You can see the little children
Feel their laughter, hear their squeals
There is a river flowing past
With green and grassy banks
And for that peaceful tranquil scene
I offer God my thanks
My children are a joy to me
They give no pain or fear
I raise my eyes and thank the Lord
That they could grow up here
It is not a Shangri-La I fear
That Paradise of dreams
There are no princes, dukes or earls
Here men are all they seem
Once they found a dinosaur
That long had ceased its roar
And the poor old chap that found it
He was lifted from the floor
It is a fact, my friends
I would say it loud and clear
That if I had to leave this place
No one could count my tears
I cannot say that is my plan
The thought makes my heart leaden
The only way I’m leaving here
Is to find that other heaven
There are dark days and golden ones
When the world seems more at ease
But each and every one of them
I will live in Barrow please.
So - here’s the thing: the colours of the
coast, that blue and silver light, that waited smilingly
for us in the toll-free time with visitors
gone. Shedding shoes, we waded in,
kicking white and silver shards to soak our
current foe or leaping from dune’s edge to
land on grass greenly poking through gritty ochre sand.
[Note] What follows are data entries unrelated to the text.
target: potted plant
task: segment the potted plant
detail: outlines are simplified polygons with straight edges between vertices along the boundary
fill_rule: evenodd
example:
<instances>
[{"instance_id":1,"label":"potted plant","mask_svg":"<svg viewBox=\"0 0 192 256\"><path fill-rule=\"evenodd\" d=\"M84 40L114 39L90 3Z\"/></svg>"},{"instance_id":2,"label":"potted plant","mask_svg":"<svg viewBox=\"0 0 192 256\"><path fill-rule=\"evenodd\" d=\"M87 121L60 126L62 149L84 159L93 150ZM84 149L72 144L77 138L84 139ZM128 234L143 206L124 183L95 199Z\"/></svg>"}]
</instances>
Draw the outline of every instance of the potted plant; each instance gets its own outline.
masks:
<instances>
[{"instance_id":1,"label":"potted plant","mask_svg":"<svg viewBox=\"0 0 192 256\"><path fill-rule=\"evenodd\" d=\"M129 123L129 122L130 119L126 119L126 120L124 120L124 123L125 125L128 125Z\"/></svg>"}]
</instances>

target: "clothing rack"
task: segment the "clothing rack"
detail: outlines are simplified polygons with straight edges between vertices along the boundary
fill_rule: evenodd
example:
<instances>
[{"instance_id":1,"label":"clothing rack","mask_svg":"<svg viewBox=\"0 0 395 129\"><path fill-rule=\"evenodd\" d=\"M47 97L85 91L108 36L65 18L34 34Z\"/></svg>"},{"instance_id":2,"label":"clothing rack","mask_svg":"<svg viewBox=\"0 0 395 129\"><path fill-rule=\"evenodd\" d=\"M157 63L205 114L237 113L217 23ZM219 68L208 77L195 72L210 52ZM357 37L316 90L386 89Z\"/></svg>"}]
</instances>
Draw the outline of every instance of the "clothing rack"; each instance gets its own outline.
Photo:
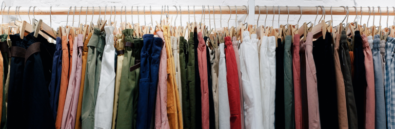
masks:
<instances>
[{"instance_id":1,"label":"clothing rack","mask_svg":"<svg viewBox=\"0 0 395 129\"><path fill-rule=\"evenodd\" d=\"M258 7L259 6L259 7ZM195 9L194 9L194 6L189 6L189 12L188 13L188 7L187 6L183 6L180 9L180 6L177 6L178 7L175 7L174 5L167 6L166 7L166 13L170 15L193 15L194 14L196 15L200 15L202 14L209 14L209 11L210 11L209 14L249 14L247 12L247 6L214 6L214 10L213 5L210 5L208 7L207 5L205 5L204 8L202 8L202 6L195 6ZM20 7L19 9L16 9L15 7L5 6L2 10L2 15L15 15L18 14L19 15L27 15L30 14L31 15L72 15L73 13L75 15L110 15L111 13L111 7L107 7L107 10L105 10L105 7ZM113 15L144 15L145 13L145 15L160 15L164 14L165 12L162 12L162 8L160 7L150 7L149 6L134 6L132 7L126 7L123 6L123 8L121 7L112 7L112 14ZM348 15L361 15L361 7L356 7L356 9L353 7L348 7ZM145 9L144 9L144 8ZM326 15L347 15L347 7L324 7L322 9L319 7L307 7L307 6L267 6L267 9L264 5L257 5L255 6L255 11L252 11L250 12L252 15L273 15L274 13L276 15L278 14L278 8L280 9L280 15L300 15L301 12L302 15L316 15L317 14L318 15L322 14L322 11L324 10ZM30 8L30 11L29 11ZM52 8L52 9L51 9ZM229 9L231 11L229 11ZM289 9L289 11L288 9ZM301 12L300 9L302 9ZM267 9L267 10L266 10ZM115 10L115 11L114 11ZM122 11L121 11L122 10ZM195 12L194 12L195 10ZM380 16L380 11L378 7L370 7L370 14L369 13L369 7L362 7L362 15L375 15ZM395 8L393 7L388 7L388 10L387 9L387 7L381 7L381 15L383 16L387 15L394 16L395 15ZM204 11L205 12L203 12ZM19 12L19 13L18 13Z\"/></svg>"}]
</instances>

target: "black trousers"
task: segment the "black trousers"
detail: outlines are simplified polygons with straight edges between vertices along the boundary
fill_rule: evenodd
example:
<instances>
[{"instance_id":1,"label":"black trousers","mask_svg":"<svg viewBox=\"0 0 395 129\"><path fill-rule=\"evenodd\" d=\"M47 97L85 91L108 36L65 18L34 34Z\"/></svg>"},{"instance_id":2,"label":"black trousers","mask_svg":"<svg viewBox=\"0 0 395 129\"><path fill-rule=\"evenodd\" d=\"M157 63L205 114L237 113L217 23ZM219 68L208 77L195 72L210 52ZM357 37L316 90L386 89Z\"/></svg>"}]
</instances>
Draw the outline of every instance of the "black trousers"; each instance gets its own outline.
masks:
<instances>
[{"instance_id":1,"label":"black trousers","mask_svg":"<svg viewBox=\"0 0 395 129\"><path fill-rule=\"evenodd\" d=\"M365 100L366 96L366 76L364 60L365 55L362 49L362 38L359 31L355 32L354 36L354 78L353 88L358 118L358 127L365 128Z\"/></svg>"},{"instance_id":2,"label":"black trousers","mask_svg":"<svg viewBox=\"0 0 395 129\"><path fill-rule=\"evenodd\" d=\"M207 42L208 37L204 36L204 42ZM210 61L210 49L206 47L206 59L207 60L207 81L209 88L209 114L210 120L210 129L216 129L216 117L214 111L214 99L213 98L213 82L211 80L211 63Z\"/></svg>"},{"instance_id":3,"label":"black trousers","mask_svg":"<svg viewBox=\"0 0 395 129\"><path fill-rule=\"evenodd\" d=\"M275 99L275 127L285 129L284 103L284 46L278 39L276 48L276 98Z\"/></svg>"},{"instance_id":4,"label":"black trousers","mask_svg":"<svg viewBox=\"0 0 395 129\"><path fill-rule=\"evenodd\" d=\"M337 96L332 36L327 32L313 42L313 56L317 76L319 118L322 129L338 129Z\"/></svg>"},{"instance_id":5,"label":"black trousers","mask_svg":"<svg viewBox=\"0 0 395 129\"><path fill-rule=\"evenodd\" d=\"M339 51L342 56L339 56L340 60L341 73L344 80L344 87L346 93L346 103L347 109L347 120L348 121L348 129L358 129L358 119L356 114L356 107L355 105L355 98L354 98L354 91L353 88L352 78L351 77L351 60L350 58L348 44L347 44L347 35L346 31L341 32L340 37L341 46Z\"/></svg>"},{"instance_id":6,"label":"black trousers","mask_svg":"<svg viewBox=\"0 0 395 129\"><path fill-rule=\"evenodd\" d=\"M42 36L35 38L33 34L23 41L19 34L10 35L13 47L8 129L55 129L48 86L55 46Z\"/></svg>"}]
</instances>

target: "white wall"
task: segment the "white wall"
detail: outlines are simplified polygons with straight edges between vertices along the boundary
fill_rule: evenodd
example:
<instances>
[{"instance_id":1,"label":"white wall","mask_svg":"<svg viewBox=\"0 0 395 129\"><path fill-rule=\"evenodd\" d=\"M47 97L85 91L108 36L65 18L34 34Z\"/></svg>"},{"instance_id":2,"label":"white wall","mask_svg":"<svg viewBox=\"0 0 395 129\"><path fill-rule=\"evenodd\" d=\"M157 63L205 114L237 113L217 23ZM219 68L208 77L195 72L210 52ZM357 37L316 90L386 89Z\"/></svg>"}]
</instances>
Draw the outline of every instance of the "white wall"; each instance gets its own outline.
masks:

Or sailing down Foxborough Hill, handlebars
bare of hands, tee-shirt speed blown against my
balanced form; don’t look down at the
spiteful grey road, don’t look back at the
gasping steep hill but speeding, sailing ever on,
glidingly pass mothers and neat daughters
who shrink from my bike’s brakeless rush and whoosh.
And tuneless Christmas bellows on the bay-ward
road, the lonely, chilly pebbles, deserted on this day of days,
reach lovingly to our five gold rings
and white swimming swans, while we ran, and ran,
and ran for joy, and love of life and family, wind
salty air, white breaking waves and crash of shingle
as we plunged and staggered laughing to the sand.
Our first home was a village
A new-build on a hill
With fields close by of wheat and rye
I wish we lived there still
The mortgage left us very short
Our budget was quite small
But we could eat and have some treat
It wasn’t hard at all
We saved up for some furniture
But we didn’t have that much
We didn’t mind – we’d always find
The means for such-and-such
Our little ones grew up there
With fresh air, friends and fun
A park with swings and other things
Where they could play and run
But then we came to Lancashire
And life changed over night
I missed my home and fields to roam
And nothing felt alright
That was many years ago
And things of course improved
My life is full and never dull
I still wish we hadn’t moved.
Contributions to this page came from Val Gillings as well as the poets and the editor.